Second, your team needs analysis skills.
So, you can read the environment. Do you know how to respond? Your team will need to know how to test their hypotheses. They will need to know how to identify relevant variables, how to track them over time, and how to produce reports that are easy to interpret and act upon. I have found that the people who like to try a lot of new things tend not to be the same people who know how to measure and monitor the success of their efforts, while the people who like measurables tend to miss how to tie them to strategic change efforts. It takes a lot of work to tie these two skill sets together.
Third, your team needs some slack in the system.

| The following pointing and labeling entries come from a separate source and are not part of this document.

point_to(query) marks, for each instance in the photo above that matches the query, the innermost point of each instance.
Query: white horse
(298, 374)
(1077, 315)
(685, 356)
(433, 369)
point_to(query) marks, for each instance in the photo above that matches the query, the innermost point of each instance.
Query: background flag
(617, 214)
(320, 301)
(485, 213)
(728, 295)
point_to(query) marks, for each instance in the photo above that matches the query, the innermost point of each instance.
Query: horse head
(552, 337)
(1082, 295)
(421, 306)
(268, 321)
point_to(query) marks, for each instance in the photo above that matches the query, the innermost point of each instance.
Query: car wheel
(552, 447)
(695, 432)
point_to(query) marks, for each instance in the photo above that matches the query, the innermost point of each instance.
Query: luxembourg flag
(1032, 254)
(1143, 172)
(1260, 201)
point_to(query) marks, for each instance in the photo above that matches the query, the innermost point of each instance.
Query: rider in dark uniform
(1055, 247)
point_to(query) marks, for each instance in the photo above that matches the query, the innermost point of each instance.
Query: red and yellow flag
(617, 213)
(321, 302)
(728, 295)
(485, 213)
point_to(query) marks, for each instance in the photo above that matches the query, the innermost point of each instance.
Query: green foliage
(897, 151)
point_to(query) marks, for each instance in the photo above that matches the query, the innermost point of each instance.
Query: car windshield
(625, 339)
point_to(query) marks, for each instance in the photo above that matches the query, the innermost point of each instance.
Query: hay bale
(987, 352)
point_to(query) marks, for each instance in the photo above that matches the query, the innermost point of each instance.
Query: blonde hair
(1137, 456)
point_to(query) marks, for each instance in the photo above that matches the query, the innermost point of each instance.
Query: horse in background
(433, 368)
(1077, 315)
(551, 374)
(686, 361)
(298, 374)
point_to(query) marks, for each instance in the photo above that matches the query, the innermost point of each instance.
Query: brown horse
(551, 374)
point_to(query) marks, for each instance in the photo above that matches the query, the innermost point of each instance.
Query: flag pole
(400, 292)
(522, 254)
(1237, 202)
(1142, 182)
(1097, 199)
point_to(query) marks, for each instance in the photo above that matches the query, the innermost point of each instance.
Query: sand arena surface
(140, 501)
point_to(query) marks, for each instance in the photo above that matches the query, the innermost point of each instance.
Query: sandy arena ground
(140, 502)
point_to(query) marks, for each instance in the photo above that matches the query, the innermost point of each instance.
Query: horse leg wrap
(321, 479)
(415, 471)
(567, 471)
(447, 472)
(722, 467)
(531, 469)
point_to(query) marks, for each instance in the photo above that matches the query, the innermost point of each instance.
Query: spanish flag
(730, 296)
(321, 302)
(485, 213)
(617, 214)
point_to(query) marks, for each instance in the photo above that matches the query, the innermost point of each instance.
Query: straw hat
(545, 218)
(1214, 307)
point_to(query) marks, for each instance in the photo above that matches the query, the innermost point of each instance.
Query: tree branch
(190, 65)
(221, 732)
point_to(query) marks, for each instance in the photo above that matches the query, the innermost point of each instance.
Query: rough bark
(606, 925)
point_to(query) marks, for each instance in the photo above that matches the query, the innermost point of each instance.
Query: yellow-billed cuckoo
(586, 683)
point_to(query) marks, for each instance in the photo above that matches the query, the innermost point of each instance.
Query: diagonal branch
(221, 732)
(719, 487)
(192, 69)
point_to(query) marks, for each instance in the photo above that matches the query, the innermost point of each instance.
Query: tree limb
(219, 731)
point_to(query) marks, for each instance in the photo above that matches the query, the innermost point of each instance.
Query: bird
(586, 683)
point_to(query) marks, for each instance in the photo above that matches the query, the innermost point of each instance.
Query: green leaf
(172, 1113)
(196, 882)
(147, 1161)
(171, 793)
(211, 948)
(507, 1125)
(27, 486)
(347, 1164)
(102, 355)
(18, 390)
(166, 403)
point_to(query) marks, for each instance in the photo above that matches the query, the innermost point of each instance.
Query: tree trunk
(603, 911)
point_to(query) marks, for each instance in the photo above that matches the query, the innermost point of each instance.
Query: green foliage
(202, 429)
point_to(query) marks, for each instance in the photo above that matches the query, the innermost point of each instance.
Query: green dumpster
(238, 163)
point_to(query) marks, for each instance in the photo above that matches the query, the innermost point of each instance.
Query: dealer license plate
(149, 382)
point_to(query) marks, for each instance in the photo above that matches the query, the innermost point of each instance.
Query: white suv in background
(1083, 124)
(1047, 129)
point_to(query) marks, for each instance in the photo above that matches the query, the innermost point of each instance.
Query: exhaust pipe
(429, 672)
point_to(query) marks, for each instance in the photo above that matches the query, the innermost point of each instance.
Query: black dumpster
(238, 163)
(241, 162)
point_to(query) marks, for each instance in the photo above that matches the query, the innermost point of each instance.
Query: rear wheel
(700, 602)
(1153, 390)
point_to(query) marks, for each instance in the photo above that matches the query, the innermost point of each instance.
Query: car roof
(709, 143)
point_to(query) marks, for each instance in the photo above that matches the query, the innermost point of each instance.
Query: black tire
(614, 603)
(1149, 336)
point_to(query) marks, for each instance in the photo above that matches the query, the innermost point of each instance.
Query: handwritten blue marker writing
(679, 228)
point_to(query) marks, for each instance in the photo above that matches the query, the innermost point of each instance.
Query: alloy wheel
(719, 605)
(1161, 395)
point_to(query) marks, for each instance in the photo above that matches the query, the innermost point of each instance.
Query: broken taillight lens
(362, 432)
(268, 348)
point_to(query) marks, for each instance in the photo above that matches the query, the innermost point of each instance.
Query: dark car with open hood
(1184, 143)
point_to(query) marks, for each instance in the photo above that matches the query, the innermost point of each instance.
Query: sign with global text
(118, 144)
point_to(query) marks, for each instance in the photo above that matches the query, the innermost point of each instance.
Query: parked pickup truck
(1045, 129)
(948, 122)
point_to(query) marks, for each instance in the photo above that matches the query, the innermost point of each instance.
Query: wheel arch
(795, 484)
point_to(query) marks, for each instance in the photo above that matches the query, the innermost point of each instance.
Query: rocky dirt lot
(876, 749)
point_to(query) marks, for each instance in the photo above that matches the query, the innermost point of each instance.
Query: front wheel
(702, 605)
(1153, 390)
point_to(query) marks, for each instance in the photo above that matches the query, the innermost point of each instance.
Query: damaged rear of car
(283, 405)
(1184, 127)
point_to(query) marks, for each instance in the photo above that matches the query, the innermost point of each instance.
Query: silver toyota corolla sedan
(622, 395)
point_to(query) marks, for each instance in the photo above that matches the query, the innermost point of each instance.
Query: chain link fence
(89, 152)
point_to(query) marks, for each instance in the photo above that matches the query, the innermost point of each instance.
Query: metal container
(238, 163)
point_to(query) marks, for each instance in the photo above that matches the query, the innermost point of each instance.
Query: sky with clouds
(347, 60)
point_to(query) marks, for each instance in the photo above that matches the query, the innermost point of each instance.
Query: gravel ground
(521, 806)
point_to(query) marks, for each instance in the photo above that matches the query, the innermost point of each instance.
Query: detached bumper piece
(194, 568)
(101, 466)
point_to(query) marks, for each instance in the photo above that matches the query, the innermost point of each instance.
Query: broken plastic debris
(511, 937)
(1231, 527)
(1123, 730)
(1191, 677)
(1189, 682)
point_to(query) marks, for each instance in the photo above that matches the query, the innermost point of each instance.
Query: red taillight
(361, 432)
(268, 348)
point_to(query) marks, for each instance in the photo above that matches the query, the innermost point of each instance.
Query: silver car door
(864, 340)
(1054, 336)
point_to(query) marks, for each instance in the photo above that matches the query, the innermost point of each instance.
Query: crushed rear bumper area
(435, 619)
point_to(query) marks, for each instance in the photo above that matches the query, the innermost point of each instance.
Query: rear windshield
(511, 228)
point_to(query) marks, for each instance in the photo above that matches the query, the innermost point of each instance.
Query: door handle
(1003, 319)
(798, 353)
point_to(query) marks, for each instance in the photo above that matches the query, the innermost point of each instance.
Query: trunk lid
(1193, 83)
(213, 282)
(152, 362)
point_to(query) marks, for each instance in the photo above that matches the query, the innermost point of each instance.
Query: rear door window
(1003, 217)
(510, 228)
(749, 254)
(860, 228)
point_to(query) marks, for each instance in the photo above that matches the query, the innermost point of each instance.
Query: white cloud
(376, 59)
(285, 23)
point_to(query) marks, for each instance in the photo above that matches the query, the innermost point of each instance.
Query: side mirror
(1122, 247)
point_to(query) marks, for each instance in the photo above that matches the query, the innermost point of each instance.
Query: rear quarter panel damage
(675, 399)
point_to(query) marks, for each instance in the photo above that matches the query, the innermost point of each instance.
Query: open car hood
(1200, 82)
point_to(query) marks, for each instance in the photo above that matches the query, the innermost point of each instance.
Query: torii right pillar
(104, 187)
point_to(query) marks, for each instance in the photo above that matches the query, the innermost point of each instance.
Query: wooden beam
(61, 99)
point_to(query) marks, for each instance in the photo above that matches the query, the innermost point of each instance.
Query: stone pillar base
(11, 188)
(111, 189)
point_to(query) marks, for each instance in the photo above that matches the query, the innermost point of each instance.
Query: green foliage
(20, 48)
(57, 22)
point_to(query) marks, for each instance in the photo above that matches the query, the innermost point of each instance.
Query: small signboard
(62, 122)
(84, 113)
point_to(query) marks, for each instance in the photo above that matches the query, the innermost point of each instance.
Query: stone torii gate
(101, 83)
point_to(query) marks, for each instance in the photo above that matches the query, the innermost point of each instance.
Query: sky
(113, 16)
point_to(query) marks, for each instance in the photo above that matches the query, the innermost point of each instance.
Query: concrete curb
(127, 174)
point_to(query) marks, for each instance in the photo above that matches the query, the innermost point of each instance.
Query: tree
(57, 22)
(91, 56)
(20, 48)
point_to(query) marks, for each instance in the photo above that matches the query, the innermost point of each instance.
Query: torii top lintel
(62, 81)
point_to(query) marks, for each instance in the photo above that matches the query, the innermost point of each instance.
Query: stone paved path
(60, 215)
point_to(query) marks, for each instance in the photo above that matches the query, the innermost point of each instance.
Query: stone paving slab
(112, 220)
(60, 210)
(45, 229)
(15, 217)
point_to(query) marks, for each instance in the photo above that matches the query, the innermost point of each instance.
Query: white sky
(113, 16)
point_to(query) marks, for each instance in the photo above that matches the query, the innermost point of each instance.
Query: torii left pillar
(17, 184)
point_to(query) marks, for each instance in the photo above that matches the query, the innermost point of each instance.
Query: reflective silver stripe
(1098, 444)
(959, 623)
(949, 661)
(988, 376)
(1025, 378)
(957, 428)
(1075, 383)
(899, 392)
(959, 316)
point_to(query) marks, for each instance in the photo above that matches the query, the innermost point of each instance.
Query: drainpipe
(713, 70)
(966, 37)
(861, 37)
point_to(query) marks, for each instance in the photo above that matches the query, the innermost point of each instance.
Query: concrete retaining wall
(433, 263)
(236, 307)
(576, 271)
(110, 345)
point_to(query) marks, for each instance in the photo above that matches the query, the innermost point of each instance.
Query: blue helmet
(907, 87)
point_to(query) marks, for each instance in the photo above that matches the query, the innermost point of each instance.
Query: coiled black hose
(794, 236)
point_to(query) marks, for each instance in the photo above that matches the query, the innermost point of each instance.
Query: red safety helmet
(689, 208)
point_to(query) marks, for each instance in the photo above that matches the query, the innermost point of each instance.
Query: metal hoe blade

Shocks and shifts can be stressful in different ways. They can create uncertainty, sometimes even dread! Your team members need a baseline of resiliency in order to respond with curiosity and creativity.
They will not be able to adapt if they are burnt out. They will not be able to adapt if mistakes are punishing and challenging to recover from. Provide them with professional development opportunities in collaboration. Coach them in their intellectual flexibility.
Overall, if your team is just grinding through the day-to-day, it can be difficult to scan the environment and take stock of potential shifts or brace for incoming shocks. But, if you’re attentive to your environment in ways your competitors aren’t, you can turn that into an advantage, providing and promoting the academic, services, and resources that your students care the most about.